Sent from my SM-G925V using Tapatalk


----------



## TonyBrooklyn (Jan 28, 2010)

Jonathanz said:


> Hi everyone, I'm new on here so pardon any mistakes. I just got a shipment containing a 5 box of siglo II. I just lit one up and had some problems with it. For starters the wrapper seemed charred the whole way through and it seemed like it was burning right beneath the edge of the wrapper until I drew.
> 
> Second was that the ash was black, which I have never seen before. The smoke was bitter, dry, and harsh the whole way through.
> 
> ...


Many Habano's burn with a dark gray black ash. It is for me personally a very desirable trait.:vs_cool:


----------



## csk415 (Sep 6, 2016)

TonyBrooklyn said:


> Many Habano's burn with a dark gray black ash. It is for me personally a very desirable trait.:vs_cool:


"The smoke was bitter, dry, and harsh the whole way through."

Would his flavors be due to the stick needing a more rest?


----------



## TonyBrooklyn (Jan 28, 2010)

csk415 said:


> "The smoke was bitter, dry, and harsh the whole way through."
> 
> Would his flavors be due to the stick needing a more rest?

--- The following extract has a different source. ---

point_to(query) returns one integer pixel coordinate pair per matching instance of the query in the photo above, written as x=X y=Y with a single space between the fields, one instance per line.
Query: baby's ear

Anything is Possible without being there and seeing if the cigars were either too wet or too dry or improperly stored or to verify that they were real or not it is impossible for me to make an informed decision all I have to go on is your word excuse the lack of punctuation I'm using Tapatalk try letting them acclimate at the proper humidity for a couple of months and then try another one and see what happens best of luck

Sent from my XT1575 using Tapatalk


----------